Continuing the growing optimism about the future of Web advertising, new research suggests that the online ad space is coping with — and overcoming — key issues limiting its growth, according to research firm eMarketer.
During a presentation Wednesday evening with Forbes.com, eMarketer co-founder and Chief Executive Geoffrey Ramsey outlined a number of trends that boded well for the space.
For one thing, the numbers of frequent U.S. and Canadian Internet users (that is, those who log on at least once every 30 days) continue to grow. According to eMarketer findings, the two countries’ estimated 152 million Internet users will increase to 169.3 million in 2003 and 184.5 million in 2004.
Considering that steadily increasing numbers of cable networks contribute to the splintering of time consumers spend with traditional media, the trend is likely to balance out concerns about reaching mass audiences via the Internet.
At the same time, more Internet users will be subscribing to broadband at home. By the end of the year, about 17.6 million households will be broadband-enabled — a figure that will double by 2004. By 2004, online households will represent about 70 percent of the U.S., with broadband subscribers representing about half of those.
That’s another trend considered fundamental to Web advertising’s long-term success, since rich media formats are considered more effective than static ads, but are generally best suited for high-bandwidth Internet connections.
Additionally, studies by several research firms have found that Internet users skew toward the affluent, and, not surprisingly, that broadband subscribers trend toward longer Internet sessions — and thus, greater media exposure.
Other trends that prove promising include the greater number of online shoppers. eMarketer reports that 57.5 million Americans bought online in 2001, and 69 million will do so during 2002.)
Furthermore, eMarketer pointed to efforts like those of the Internet Advertising Bureau to address lingering concerns about accuracy in Web audience measurement.
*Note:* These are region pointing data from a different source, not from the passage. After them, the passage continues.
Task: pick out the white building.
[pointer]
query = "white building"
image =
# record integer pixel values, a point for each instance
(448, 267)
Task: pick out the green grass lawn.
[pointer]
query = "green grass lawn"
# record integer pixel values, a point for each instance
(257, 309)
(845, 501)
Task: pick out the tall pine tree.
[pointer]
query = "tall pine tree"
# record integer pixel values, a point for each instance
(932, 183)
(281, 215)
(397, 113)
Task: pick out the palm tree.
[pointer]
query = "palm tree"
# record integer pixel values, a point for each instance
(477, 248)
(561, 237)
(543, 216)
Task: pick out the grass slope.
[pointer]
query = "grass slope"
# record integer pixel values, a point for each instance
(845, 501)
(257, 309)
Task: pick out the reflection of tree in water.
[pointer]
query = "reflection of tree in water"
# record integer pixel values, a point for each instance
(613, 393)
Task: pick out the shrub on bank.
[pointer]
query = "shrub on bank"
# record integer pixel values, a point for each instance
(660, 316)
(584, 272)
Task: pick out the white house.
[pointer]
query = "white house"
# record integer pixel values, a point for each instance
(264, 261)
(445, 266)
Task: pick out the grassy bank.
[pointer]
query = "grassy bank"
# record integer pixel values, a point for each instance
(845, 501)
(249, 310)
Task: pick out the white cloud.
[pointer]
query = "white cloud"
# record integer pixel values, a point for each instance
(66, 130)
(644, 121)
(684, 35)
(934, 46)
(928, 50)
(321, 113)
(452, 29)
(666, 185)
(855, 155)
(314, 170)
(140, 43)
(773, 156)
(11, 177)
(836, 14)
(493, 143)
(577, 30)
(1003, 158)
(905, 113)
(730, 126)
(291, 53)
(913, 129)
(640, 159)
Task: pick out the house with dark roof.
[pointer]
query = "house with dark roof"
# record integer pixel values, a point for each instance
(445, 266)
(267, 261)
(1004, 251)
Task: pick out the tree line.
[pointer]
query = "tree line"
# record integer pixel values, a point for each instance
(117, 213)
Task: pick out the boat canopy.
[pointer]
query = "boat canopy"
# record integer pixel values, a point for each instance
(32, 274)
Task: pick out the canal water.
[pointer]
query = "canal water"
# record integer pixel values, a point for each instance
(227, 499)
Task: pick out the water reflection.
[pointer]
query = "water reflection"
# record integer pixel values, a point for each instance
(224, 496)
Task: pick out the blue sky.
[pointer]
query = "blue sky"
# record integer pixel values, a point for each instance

Ramsey also said that his firm is working with the IAB on the matter.
Ramsey also presented statistics from DoubleClick
that indicated click-through rates had nearly doubled during past two years, from 0.44 percent in February 2000 to 0.83 percent in February 2002. (The ramifications of that development, while positive, remain unclear for the sector at large, since industry leaders for months have been positioning click-through rates as an ineffective measure of a branding campaign’s success.)
As a result of the trends, eMarketer also predicted that online ad spending would see double-digit increases in spending for the next several years. In a report released Thursday, the firm said Internet advertising spending would rise 11 percent to top $8.1 billion in 2002 (just shy of the Interactive Advertising Bureau’s estimated $8.2 billion in 2000).
In 2003, the industry would see spending of $9.2 billion, which eMarketer said would grow to reach $11.4 million in 2004, and $13.5 billion in 2005.
As a percentage of all media spending, eMarketer said it anticipated online media growing to 3.1 percent in 2002 (again, just shy of 2000 levels). The following year, Internet ad spending should represent 3.3 percent of total media spending, increasing to 3.8 percent and 4.3 percent in 2004 and 2005.
To put that in perspective, groups like Universal McCann project that network television will bring in 6.6 percent of total media spending during 2002, while spot TV will see about 4.3 percent of total spending.
(Both of those figures could actually be high should more optimistic estimates for the Web — such as those from eMarketer — come to pass, since Universal McCann remains relatively bearish on Internet media growth during the year.)
The good news comes amid increasing good news about a turnaround in the economy and the advertising market this year. Still, many leading, publicly traded Web advertising firms, like DoubleClick, continue to stand behind fairly conservative guidance for the year.